Joey Muha is a Canadian drummer, best known for his YouTube videos, many of which have millions of views and have been featured on multiple websites. He is a member of the industrial metal band Threat Signal, death metal band Jungle Rot. and pop band Liteyears. He has also played for bands associated with Nuclear Blast Records, Victory Records, MapleMusic Recordings, etc.

Biography 
Muha grew up in a small beach town in Southern Ontario named Port Dover. He started playing drums around the age of 14 and has been playing in bands ever since. He initially started playing with his older brother, Willie, and has since moved on to different bands. He was taught by his local drum teacher, Adam Reid, for a brief period and then continued on his own. He has been recognized as covering a wide variety of genres and styles of drumming.

History 
Muha played with the band Our Lady of Bloodshed from 2009 through 2014. From 2011 through 2014 he played with Hamilton, Ontario progressive death metal band OPTICS, recording on their self-released self-titled EP in 2011.
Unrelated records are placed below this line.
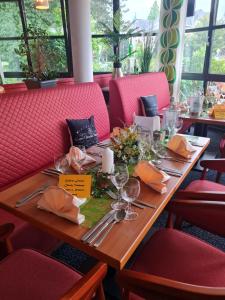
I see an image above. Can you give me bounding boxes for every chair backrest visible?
[109,72,170,128]
[0,83,110,189]
[220,134,225,158]
[134,115,160,135]
[2,82,27,93]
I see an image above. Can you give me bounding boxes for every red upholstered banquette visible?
[0,83,110,250]
[109,72,170,128]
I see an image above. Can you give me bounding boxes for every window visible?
[181,0,225,96]
[0,0,72,83]
[91,0,161,73]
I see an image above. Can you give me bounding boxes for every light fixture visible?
[35,0,49,10]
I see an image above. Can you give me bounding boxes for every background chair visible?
[0,224,107,300]
[117,195,225,300]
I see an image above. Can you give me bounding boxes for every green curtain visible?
[160,0,184,95]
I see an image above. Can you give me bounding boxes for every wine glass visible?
[54,154,70,174]
[151,130,162,165]
[122,178,140,220]
[110,164,129,209]
[71,145,87,173]
[175,117,183,133]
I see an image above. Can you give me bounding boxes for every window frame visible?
[0,0,73,78]
[181,0,225,93]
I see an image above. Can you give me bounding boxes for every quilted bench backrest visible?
[0,83,110,189]
[109,72,170,128]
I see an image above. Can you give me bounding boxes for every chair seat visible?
[131,229,225,287]
[0,209,60,253]
[185,180,225,192]
[0,249,82,300]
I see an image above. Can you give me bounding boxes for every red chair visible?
[2,82,27,93]
[117,195,225,300]
[0,224,107,300]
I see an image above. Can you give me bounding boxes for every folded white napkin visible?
[66,146,96,172]
[134,160,170,194]
[167,134,196,158]
[37,186,85,224]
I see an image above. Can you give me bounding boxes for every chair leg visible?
[174,217,183,229]
[95,283,105,300]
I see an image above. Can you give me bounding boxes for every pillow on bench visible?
[66,116,98,148]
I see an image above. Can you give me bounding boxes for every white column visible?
[69,0,93,82]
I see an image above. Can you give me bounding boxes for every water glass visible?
[122,178,140,220]
[110,164,129,209]
[54,154,70,174]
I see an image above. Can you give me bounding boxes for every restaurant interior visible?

Muha got his first taste of U.S. touring while playing drums with Victory Records artist Farewell to Freeway during their 2011 U.S. tour.
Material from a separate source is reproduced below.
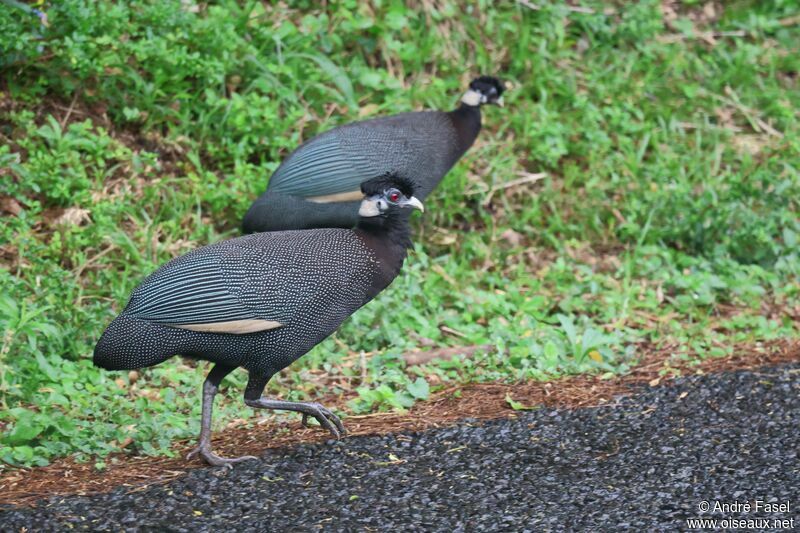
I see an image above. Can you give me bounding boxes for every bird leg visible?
[186,364,257,468]
[244,398,347,439]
In 2012 Muha joined Nuclear Blast Records death metal band Threat Signal. During this time he also played with Cornwall, Ontario metalcore band Cynicist, appearing in their 2013 music video for "Ashes Remain," and filling in throughout their 2014 East coast tour.

In June 2015 Muha announced that he would leave Threat Signal to join the ranks of Victory Records death metal artist Jungle Rot full-time, immediately after which the band began recording their Eighth studio album, Order Shall Prevail, featuring Muha on the drums. Muha spent the summer of 2015 playing with Jungle Rot on the Victory Records stage for the entirety of the 2015 Rockstar Energy Drink Mayhem Festival.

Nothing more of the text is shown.